Hackintosh on X86–64 works by making macOS to think it’s running on legit hardware, by patching some files and overriding some pieces on a normal consumer PC or Laptop. OpenCore raised the bar by doing this at boot time and without modifying the core of macOS. Obviously, the more “near Mac” the hardware is, the better the results.
This will only last until Apple announces that the next version of macOS will no longer support Intel-Mac, time in which the road will become a dead end.
That was the news on June 2022. Hackintosh had its days counted.
Sonoma is the end
Let’s be clear about Apple Silicon: the transition will be fully complete once Apple ditches support for all Intel-based Mac.
This would mean the last Intel Mac released by Apple, the 2019 Mac Pro with a Cascade Lake processor, would be stuck with the next major version of macOS that Apple decides to forget. Until then, is expected that Apple will remove old references in codebase, one feature disabled at a time, until there are no more left.
My guts tell me 2025, as macOS Sonoma still supports the 2017 iMac Pro, a six-year-old machine. Professional or high-end products tend to have larger lifetimes partially because the companies that buy that stuff in bulk have larger upgrade cycles, which is not the case with consumer products.
For Hackintosh desktops, there are not major problems as long you keep using Ethernet and your processor is not pre-Haswell, like Core i5 3000 and below. The OpenCore guide shows you’re may still be on the green, and as always, you will need to keep special eye on graphics, motherboard and Bluetooth.
Laptops, on the other hand, may become useless sooner than desktops. Sonoma brings an axe on all wireless cards. A laptop without Wi-Fi defeats the purpose of a portable computer, and patching back the support will take a lot of time. Until then, laptops are stuck with macOS Ventura.
There is little hope for this to be fixed by Apple, let alone by the community. I’ll pass through Ivan Cafiero’s thoughts on this matter:
This OS seems quite similar to Ventura despite completely creating problems for Broadcom users. While waiting, a possible solution could be among the following:
- don’t use Wi-Fi (Continuity should work as far as I’m aware, but needs confirmation)
- use an external USB Wi-Fi dongle (aka abandoning Apple Wi-Fi services)

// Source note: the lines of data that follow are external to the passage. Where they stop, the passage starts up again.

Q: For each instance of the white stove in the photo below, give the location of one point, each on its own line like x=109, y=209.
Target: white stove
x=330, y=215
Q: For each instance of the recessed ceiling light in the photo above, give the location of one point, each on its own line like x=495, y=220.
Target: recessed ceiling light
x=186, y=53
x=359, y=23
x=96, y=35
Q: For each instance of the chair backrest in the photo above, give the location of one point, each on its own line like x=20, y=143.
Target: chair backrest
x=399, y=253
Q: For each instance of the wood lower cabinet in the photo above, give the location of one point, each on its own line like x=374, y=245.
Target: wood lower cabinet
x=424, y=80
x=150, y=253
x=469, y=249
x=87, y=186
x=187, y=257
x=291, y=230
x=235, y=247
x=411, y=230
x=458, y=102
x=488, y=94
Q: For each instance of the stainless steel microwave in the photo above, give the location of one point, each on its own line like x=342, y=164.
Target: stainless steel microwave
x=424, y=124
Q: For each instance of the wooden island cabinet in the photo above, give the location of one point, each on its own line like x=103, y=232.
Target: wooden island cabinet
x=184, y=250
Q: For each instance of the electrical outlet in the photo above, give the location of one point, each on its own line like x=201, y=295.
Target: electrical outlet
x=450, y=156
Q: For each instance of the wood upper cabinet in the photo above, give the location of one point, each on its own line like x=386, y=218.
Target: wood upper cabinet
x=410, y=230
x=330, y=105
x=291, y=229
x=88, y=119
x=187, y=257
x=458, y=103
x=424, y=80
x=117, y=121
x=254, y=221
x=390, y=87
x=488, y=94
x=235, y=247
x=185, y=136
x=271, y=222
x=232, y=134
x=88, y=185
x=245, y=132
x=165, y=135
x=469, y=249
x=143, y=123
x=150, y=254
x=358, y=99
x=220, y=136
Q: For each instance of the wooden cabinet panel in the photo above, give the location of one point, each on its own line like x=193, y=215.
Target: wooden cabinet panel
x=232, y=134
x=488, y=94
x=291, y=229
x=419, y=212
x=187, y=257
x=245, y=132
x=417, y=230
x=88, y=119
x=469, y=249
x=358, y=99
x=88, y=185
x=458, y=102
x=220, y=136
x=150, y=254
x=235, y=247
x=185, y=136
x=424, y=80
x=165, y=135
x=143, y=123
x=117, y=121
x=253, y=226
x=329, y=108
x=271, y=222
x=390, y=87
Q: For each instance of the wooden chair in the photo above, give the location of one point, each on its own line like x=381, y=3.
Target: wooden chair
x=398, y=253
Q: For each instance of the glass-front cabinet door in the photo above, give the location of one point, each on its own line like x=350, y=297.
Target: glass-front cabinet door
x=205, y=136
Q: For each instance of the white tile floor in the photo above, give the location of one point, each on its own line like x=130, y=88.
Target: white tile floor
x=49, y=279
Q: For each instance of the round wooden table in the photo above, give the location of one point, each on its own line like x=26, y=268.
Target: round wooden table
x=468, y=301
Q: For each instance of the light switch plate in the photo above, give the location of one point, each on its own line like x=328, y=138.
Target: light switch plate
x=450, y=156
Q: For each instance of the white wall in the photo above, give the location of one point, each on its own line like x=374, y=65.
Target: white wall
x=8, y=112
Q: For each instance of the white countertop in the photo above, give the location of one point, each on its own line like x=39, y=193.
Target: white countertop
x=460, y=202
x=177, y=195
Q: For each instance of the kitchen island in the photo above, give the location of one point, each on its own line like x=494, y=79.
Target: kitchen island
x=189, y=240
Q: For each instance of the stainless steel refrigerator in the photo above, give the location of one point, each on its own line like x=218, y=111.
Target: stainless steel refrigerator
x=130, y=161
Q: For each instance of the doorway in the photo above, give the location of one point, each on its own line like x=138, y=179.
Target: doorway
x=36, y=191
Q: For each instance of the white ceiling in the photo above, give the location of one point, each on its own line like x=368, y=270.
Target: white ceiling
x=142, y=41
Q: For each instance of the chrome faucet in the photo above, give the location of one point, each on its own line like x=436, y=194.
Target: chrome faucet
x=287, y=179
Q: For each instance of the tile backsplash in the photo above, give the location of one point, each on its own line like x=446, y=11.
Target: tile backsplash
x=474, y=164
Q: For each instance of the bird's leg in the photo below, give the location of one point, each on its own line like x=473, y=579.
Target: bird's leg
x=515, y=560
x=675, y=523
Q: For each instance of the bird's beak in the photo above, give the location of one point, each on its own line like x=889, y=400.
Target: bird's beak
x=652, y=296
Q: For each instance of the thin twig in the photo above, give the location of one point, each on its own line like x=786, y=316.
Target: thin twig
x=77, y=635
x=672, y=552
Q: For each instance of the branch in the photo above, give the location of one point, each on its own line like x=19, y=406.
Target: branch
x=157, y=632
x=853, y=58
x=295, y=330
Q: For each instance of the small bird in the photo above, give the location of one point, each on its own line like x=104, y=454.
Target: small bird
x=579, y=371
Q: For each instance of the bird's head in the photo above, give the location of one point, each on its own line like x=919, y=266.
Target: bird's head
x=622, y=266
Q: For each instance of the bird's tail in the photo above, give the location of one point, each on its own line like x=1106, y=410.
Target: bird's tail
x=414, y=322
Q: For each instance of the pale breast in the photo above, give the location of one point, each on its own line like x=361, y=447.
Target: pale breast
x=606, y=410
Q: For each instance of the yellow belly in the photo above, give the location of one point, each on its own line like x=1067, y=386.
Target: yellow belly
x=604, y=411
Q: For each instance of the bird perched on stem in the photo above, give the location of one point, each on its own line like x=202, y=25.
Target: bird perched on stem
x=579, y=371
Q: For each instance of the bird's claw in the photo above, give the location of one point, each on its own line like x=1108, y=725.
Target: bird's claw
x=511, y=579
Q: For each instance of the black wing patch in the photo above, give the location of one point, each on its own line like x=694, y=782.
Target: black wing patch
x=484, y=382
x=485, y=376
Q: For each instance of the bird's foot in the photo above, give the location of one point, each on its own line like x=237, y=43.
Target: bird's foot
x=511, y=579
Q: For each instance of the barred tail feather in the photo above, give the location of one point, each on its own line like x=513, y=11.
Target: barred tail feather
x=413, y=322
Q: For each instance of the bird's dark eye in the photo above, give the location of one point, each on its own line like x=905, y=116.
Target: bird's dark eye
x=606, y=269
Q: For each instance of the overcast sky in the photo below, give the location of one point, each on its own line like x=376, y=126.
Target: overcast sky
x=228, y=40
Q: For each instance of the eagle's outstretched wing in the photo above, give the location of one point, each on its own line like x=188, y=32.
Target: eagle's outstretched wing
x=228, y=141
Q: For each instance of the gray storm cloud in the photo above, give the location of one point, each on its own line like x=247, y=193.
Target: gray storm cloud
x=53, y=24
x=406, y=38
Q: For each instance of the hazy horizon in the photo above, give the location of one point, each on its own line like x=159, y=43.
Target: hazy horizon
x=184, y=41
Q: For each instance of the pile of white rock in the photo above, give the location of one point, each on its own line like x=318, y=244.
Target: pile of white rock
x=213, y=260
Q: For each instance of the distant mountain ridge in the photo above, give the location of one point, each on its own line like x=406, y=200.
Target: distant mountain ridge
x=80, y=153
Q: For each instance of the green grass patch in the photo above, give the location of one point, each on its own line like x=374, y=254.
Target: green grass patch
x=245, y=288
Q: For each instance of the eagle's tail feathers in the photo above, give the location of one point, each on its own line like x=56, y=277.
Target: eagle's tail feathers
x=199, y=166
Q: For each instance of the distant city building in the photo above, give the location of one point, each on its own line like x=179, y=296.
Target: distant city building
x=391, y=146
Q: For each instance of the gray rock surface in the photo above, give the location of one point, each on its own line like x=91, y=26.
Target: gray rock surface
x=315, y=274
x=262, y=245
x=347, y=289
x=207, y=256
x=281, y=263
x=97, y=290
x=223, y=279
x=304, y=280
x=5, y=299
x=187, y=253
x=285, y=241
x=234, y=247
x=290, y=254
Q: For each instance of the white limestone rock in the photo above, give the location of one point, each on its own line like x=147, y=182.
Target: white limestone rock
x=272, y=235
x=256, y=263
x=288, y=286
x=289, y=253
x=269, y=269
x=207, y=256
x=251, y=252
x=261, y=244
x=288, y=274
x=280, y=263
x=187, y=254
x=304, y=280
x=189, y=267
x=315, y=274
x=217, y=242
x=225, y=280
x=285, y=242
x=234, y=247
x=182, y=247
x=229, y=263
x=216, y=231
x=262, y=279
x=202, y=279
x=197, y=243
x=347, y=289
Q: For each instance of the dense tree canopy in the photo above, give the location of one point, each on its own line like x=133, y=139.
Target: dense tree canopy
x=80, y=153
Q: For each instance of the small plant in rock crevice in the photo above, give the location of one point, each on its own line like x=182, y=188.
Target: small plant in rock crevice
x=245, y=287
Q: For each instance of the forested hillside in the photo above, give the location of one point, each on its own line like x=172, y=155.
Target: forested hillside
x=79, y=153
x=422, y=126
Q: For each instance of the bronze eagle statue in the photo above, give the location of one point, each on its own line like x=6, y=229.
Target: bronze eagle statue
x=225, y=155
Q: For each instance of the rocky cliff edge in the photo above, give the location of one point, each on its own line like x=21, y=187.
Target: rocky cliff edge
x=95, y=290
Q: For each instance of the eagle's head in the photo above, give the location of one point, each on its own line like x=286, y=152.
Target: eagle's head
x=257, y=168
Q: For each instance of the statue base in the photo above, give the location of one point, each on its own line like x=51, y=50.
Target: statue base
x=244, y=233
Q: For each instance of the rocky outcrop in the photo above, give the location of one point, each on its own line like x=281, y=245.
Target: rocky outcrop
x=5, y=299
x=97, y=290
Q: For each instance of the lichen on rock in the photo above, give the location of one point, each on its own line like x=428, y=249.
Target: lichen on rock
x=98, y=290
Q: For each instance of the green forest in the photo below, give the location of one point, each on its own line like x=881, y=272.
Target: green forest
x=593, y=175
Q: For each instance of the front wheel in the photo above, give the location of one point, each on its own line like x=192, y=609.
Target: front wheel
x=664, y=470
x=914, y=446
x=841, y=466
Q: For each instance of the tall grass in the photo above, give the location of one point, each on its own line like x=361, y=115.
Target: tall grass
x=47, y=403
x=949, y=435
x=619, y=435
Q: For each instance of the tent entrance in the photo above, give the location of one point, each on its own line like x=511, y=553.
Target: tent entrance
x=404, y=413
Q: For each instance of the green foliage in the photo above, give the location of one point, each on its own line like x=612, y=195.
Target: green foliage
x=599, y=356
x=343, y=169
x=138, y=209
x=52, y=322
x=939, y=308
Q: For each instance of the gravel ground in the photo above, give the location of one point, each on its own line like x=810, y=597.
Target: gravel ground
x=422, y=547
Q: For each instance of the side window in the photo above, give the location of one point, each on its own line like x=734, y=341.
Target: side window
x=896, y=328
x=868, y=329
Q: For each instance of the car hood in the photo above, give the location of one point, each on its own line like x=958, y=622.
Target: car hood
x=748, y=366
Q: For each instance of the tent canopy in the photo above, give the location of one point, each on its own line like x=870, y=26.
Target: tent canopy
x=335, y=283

- use an Intel Wi-Fi card supported byitlwm
paired with Heliport app
- hope some chinese mofo creates an external PCIe device based on M1 Wi-Fi/BT chip
Wireless support for older macs that use a compatible Broadcom Wireless card, or even a genuine Airport card with an adaptor, is gone. Notice that macOS Sonoma only supports the latest Intel-based Macs with a Broadcom chipset soldered to the mainboard.
Hackintosh users will have to keep an eye on this post on OpenCore’s Legacy Patcher about macOS Sonoma compatibility on older macs, and the ongoing work to make it happen.
Even if this stays as it is, I totally expect that Hackintosh laptops will be the first to bite the dust, compared to desktops, for one reason or another. Today is Wi-Fi, next year could be Bluetooth, GPU, etc.
It’s not that these will die one day to the other, but you will miss all the features until you get a real MacBook.
OpenCore team efforts are still green given macOS Sonoma is still on beta at time of writing, and patches don’t come as fast as just flipping some switches.
Until they’re done, remember: the death of Hackintosh is near. Laptops will die first; desktops will do later.
Prepare your wallet to decide if a Mac is worth your money in the coming months. If you have decided it’s not, then today is a good time to prepare your workload and leave for Windows and/or Linux.
It’s a given that every developer will start moving their macOS apps entirely to Apple Silicon as soon Apple forgets the Intel-era of their computer lineup. You better not be caught with your pants down.